Israel Retaliates Against Syria for Border Bombing

Alex Finkelstein
SOURCE

Israel responded to a roadside bomb planted at the Syrian border in the Golan Heights with a series of strikes on Wednesday. According to IDF officials, the Israeli Air Force bombed a military command post, artillery batteries, and a training base for the Syrian army. Late Tuesday’s bombing wounded four Israeli soldiers and the retaliatory strikes wounded seven Syrian soldiers and killed one.

This latest confrontation represents the most dramatic escalation between Jerusalem and Damascus since the Syrian civil war began in 2011. In numerous other border skirmishes the IDF has responded to Syrian shells with Israeli artillery fire. Israel has also quietly employed airstrikes inside Syria to hit weapons convoys en route to Hezbollah fighters. While most incidents go unacknowledged by the Israeli government, the strikes on Wednesday brought strong Israeli condemnation.

Israeli soldiers stand atop tanks in the Golan Heights near Israel’s border with Syria on Wednesday. (Photo: Reuters)

Israeli intelligence has not yet pinpointed who planted the bomb, but government officials stated that they hold President Bashar al-Asad responsible for any attacks emanating from his territory. Jerusalem’s decision to hold Asad accountable, rather than other violent groups in the area such as Hezbollah or al-Nusra Front, aligns with Israel’s response to rockets fired from Gaza. The IDF retaliates against the Hamas controlled government, even if the rockets were fired by another militant group in the enclave. In contrast, Israel usually targets Hezbollah fighters in Lebanon directly, rather than officials in Beirut.

Neither Israeli officials, nor Syria’s ally Hezbollah, want Israeli forces to enter the conflict. Traditionally, Hezbollah fighters acclaim the need to destroy the Jewish state, as they did last month when they vowed retaliation for a preemptive Israeli airstrike on a shipment of missiles. But at present, the group does not wish to enter an armed conflict with Israel while simultaneously fighting the Syrian opposition and Sunni jihadists. Al-Qaeda and other Sunni extremists groups have the most to gain from an escalation in conflict and the ensuing upheaval of the Syrian government.
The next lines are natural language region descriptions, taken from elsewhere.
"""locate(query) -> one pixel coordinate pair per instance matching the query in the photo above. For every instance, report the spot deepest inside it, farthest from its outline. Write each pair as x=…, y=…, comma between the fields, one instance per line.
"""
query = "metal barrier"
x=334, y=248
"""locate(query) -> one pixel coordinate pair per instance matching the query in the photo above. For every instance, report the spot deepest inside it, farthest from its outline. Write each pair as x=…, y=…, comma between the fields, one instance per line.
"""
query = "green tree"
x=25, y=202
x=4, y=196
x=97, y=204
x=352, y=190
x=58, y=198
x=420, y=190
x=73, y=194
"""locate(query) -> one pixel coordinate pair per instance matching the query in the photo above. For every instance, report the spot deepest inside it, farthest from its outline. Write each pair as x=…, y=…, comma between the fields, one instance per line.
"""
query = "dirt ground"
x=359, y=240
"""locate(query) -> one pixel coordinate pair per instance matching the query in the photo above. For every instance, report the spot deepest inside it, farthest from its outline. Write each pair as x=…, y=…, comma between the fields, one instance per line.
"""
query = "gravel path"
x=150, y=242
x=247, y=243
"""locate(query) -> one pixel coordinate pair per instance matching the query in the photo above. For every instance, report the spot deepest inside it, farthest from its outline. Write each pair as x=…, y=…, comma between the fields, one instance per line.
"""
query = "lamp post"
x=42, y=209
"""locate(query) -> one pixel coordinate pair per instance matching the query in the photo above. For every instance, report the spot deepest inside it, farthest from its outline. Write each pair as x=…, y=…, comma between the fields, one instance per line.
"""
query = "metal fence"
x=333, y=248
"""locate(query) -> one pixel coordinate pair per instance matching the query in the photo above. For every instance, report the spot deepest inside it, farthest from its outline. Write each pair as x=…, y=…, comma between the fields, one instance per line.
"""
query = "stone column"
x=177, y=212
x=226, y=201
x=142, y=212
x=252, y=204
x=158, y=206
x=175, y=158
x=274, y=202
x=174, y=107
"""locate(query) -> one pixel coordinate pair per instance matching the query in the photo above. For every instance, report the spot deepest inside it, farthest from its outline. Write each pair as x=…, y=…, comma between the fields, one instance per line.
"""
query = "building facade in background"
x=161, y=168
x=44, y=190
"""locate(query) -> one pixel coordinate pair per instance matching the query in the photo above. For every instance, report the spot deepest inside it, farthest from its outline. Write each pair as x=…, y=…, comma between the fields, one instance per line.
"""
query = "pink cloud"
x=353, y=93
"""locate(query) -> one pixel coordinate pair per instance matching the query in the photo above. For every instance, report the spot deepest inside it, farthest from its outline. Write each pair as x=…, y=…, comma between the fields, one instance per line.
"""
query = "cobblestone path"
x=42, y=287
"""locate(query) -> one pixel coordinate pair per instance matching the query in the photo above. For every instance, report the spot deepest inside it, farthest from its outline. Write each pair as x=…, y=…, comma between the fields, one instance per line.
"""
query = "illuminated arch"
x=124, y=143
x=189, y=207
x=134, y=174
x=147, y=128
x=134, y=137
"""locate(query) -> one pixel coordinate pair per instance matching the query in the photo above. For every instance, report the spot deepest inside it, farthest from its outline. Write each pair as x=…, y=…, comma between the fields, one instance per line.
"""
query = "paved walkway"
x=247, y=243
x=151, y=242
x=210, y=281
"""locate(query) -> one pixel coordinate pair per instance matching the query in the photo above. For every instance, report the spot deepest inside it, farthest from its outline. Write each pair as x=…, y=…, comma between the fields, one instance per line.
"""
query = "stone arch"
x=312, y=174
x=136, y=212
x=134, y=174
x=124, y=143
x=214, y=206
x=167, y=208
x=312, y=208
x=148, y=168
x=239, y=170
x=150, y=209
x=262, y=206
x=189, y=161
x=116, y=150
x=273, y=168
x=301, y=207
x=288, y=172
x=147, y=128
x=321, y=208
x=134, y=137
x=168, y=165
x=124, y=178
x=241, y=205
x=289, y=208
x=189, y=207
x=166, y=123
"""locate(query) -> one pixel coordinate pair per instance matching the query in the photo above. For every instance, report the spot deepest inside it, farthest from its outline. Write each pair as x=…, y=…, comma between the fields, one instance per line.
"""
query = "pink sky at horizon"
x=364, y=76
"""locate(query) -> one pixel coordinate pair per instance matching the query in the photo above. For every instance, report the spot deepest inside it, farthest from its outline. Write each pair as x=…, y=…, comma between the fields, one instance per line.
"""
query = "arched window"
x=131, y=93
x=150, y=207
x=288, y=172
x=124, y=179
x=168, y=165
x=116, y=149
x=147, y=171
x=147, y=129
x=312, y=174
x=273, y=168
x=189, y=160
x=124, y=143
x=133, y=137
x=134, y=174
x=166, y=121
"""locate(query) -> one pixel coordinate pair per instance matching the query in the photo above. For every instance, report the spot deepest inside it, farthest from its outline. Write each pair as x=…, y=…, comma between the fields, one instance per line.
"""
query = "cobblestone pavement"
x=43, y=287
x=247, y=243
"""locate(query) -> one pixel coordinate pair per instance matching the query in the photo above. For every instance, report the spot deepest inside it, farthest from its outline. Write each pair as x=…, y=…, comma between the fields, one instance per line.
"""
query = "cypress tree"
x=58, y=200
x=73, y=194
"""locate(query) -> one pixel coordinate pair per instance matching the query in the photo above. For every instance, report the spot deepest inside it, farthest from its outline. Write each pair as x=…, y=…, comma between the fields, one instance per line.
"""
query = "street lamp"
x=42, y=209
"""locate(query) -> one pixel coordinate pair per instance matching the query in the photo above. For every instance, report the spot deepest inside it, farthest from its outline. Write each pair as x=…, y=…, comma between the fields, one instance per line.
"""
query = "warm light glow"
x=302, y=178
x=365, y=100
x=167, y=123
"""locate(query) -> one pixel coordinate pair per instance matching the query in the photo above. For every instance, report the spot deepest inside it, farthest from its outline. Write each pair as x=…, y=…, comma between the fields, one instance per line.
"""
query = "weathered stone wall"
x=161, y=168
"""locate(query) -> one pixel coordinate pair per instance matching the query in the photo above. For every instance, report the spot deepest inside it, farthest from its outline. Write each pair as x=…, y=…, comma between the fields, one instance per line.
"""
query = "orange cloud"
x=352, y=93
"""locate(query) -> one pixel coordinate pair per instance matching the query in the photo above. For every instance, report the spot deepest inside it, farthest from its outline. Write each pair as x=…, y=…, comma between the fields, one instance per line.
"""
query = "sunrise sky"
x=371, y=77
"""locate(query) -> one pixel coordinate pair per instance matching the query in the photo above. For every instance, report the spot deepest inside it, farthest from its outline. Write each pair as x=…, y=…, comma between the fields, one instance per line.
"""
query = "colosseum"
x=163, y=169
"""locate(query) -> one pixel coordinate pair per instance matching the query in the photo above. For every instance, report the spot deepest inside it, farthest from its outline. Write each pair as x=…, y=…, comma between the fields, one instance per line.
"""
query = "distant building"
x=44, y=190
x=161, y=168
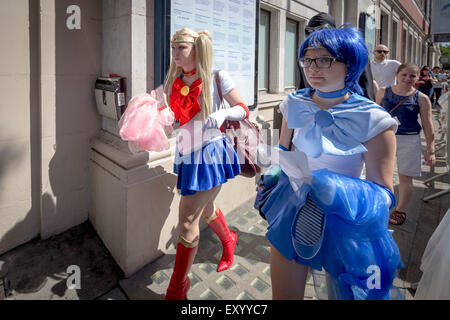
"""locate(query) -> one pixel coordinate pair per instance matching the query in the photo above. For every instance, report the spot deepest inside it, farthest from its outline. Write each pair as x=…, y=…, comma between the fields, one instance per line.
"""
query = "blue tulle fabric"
x=357, y=251
x=206, y=168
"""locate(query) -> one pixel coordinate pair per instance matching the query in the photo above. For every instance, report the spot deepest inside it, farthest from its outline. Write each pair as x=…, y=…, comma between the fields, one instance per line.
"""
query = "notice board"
x=234, y=27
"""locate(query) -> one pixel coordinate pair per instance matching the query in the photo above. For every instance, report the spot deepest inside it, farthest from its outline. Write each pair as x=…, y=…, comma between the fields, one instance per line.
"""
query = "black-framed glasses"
x=309, y=30
x=321, y=62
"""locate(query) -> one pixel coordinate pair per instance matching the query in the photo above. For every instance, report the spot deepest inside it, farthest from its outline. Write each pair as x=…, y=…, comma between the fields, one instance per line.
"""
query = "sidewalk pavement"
x=39, y=268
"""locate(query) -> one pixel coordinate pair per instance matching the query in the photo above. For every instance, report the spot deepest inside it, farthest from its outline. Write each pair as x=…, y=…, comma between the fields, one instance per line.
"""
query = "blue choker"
x=333, y=94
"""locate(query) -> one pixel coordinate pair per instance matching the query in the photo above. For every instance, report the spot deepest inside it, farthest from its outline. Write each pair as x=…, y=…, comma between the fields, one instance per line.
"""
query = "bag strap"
x=403, y=100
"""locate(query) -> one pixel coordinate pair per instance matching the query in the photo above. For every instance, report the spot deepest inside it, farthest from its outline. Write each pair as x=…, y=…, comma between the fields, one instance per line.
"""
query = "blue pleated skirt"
x=206, y=168
x=348, y=251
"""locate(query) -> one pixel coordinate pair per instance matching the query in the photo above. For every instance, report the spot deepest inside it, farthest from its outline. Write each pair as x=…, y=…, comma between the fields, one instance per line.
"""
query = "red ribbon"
x=185, y=107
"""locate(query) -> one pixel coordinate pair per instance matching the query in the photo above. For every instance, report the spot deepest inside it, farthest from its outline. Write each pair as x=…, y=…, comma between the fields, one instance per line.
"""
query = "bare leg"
x=288, y=277
x=190, y=211
x=405, y=189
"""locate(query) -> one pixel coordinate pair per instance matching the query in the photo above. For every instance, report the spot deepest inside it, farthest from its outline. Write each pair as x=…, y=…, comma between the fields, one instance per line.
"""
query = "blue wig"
x=347, y=46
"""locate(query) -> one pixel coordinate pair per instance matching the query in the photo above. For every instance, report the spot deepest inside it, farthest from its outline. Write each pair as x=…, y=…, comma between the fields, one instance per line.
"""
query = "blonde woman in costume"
x=204, y=158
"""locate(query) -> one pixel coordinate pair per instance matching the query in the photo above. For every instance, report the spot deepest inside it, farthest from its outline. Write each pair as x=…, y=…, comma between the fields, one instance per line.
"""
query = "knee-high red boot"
x=227, y=237
x=180, y=282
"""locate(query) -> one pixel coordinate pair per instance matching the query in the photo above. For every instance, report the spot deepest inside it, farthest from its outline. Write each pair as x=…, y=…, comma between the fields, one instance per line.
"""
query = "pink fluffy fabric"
x=147, y=122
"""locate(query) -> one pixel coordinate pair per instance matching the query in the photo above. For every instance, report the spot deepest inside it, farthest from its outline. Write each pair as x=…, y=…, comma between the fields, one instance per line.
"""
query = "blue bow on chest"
x=340, y=130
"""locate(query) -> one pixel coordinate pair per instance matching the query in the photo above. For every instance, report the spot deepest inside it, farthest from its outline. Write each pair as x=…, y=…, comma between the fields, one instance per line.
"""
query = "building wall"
x=19, y=206
x=47, y=74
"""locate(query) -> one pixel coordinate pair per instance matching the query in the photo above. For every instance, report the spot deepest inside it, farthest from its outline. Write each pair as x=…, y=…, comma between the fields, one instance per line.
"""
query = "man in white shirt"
x=383, y=70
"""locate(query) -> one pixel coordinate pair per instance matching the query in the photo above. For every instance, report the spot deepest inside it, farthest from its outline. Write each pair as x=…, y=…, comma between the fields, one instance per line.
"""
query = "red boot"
x=226, y=236
x=180, y=282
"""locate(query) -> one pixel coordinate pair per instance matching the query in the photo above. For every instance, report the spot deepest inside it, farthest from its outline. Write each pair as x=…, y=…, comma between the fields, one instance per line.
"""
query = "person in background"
x=441, y=79
x=409, y=104
x=323, y=20
x=383, y=69
x=426, y=82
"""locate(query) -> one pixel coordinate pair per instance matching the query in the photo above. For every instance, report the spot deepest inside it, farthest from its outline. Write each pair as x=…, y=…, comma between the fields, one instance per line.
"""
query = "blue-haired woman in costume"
x=336, y=221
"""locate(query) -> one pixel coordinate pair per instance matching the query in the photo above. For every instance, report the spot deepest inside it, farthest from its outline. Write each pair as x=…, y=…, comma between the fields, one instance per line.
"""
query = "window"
x=263, y=50
x=404, y=49
x=384, y=29
x=291, y=46
x=394, y=41
x=410, y=49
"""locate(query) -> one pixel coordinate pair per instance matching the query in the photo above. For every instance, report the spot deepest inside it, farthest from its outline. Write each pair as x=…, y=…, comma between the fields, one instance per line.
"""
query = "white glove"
x=216, y=119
Israel is already concerned about the extremist presence near the Golan Heights. Al-Qaeda linked militants also hopes to provoke Lebanese Sunnis and the Lebanese army into joining the struggle against Asad and Hezbollah. Political will for a new military engagement based on  sectarian divisions is already low in Lebanon, even as Sunni extremist try stoke resentment against Hezbollah in Beirut.